On conventions for human chromosome numbering in file names (1 vs 01, etc.)
1
0
Entering edit mode
2.9 years ago
kynnjo ▴ 40

I am relatively new to bioinformatics, though I have been doing scientific programming for a few years now.

The following example is illustrative of a recurring situation:

% ls -1
chr10.txt
chr11.txt
chr12.txt
chr13.txt
chr14.txt
chr15.txt
chr16.txt
chr17.txt
chr18.txt
chr19.txt
chr1.txt
chr20.txt
chr21.txt
chr22.txt
chr2.txt
chr3.txt
chr4.txt
chr5.txt
chr6.txt
chr7.txt
chr8.txt
chr9.txt
chrx.txt
chry.txt


Note how these file names, by default, don't get listed in the normal numeric ordering. To put it differently, their lexicographic and numeric orderings do not coincide.

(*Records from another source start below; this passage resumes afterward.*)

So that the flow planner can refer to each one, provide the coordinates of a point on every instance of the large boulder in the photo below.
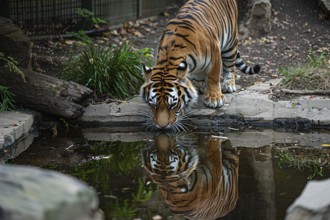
(14, 43)
(29, 193)
(313, 203)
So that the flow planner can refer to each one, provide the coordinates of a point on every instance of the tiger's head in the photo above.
(167, 91)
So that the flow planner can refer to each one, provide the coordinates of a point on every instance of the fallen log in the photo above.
(46, 94)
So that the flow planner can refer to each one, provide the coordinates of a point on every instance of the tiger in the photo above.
(198, 44)
(196, 181)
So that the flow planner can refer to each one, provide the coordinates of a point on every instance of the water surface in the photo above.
(139, 175)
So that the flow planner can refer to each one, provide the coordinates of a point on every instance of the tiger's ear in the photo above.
(182, 69)
(146, 71)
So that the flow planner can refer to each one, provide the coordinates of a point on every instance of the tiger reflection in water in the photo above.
(197, 182)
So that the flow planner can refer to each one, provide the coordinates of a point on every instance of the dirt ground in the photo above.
(298, 27)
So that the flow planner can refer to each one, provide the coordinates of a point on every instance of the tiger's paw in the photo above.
(214, 100)
(228, 86)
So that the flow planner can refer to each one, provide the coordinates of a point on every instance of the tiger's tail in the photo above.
(239, 63)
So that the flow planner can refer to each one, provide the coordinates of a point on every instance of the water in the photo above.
(236, 175)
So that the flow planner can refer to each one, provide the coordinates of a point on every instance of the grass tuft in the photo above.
(114, 71)
(314, 75)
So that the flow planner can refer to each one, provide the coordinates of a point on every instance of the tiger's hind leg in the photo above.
(228, 74)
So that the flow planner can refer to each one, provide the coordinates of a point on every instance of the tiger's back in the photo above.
(200, 44)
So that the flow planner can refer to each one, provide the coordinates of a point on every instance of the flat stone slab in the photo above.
(14, 126)
(36, 194)
(313, 203)
(252, 104)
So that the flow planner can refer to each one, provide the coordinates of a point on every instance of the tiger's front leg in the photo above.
(228, 83)
(213, 97)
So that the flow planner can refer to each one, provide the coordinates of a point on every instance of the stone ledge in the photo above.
(38, 194)
(14, 126)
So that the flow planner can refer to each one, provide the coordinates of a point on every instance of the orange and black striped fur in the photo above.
(197, 182)
(200, 44)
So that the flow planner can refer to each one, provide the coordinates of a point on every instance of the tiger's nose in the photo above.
(162, 124)
(168, 125)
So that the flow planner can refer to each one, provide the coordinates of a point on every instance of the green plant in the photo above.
(314, 75)
(12, 65)
(113, 71)
(6, 99)
(301, 163)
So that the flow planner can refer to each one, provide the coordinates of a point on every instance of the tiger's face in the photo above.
(167, 91)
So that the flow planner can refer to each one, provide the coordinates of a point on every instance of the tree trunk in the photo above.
(47, 94)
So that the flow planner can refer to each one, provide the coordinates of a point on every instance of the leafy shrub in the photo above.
(113, 71)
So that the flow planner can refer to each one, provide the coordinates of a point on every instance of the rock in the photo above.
(14, 43)
(313, 203)
(29, 193)
(258, 19)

My temptation (which may be signs of a "professional deformation") is to rename those files to something like this:

% ls -1
chr01.txt
chr02.txt
chr03.txt
chr04.txt
chr05.txt
chr06.txt
chr07.txt
chr08.txt
chr09.txt
chr10.txt
chr11.txt
chr12.txt
chr13.txt
chr14.txt
chr15.txt
chr16.txt
chr17.txt
chr18.txt
chr19.txt
chr20.txt
chr21.txt
chr22.txt
chrx.txt
chry.txt


...or maybe even this:

% ls -1
chr01.txt
chr02.txt
chr03.txt
chr04.txt
chr05.txt
chr06.txt
chr07.txt
chr08.txt
chr09.txt
chr10.txt
chr11.txt
chr12.txt
chr13.txt
chr14.txt
chr15.txt
chr16.txt
chr17.txt
chr18.txt
chr19.txt
chr20.txt
chr21.txt
chr22.txt
chr_x.txt
chr_y.txt


...so that names sort naturally in numeric order, and (much less importantly), they line up when printed in a column.

Putting aside the fact that much in-house bioinformatics code out there is already dependent on the 1, 2, 3-type numbering, would it be an abomination in the eyes of most bioinformaticians to use 01, 02, 03, etc. instead of 1, 2, 3, etc. to number human chromosomes?

bioinformatics genomics • 766 views
1
Entering edit mode

It may be tempting, but don't rely on the file system to order things for you. Use -v in GNU tools like ls and sort, for instance, to sort file names that have prefixes that you want to order "naturally". See: https://www.gnu.org/software/coreutils/manual/html_node/Details-about-version-sort.html

5
Entering edit mode
2.9 years ago

are you going to work with the data from ensembl ? use the Ensembl nomenclature (1,2,3,..)

are you going to work with the data from ucsc ? use the ucsc nomenclature (chr1,chr2,chr3,..)

are you going to work with the specific reference ? use the order and the names from this reference.

are you going to work with more than one nomenclature ? use whatever you want. Some tools can use more than one nomenclature: eg. - https://samtools.github.io/hts-specs/SAMv1.pdf @CSQ/AN

Alternative reference sequence names. A comma-separated list of alternative names that tools may use when referring to this reference sequence.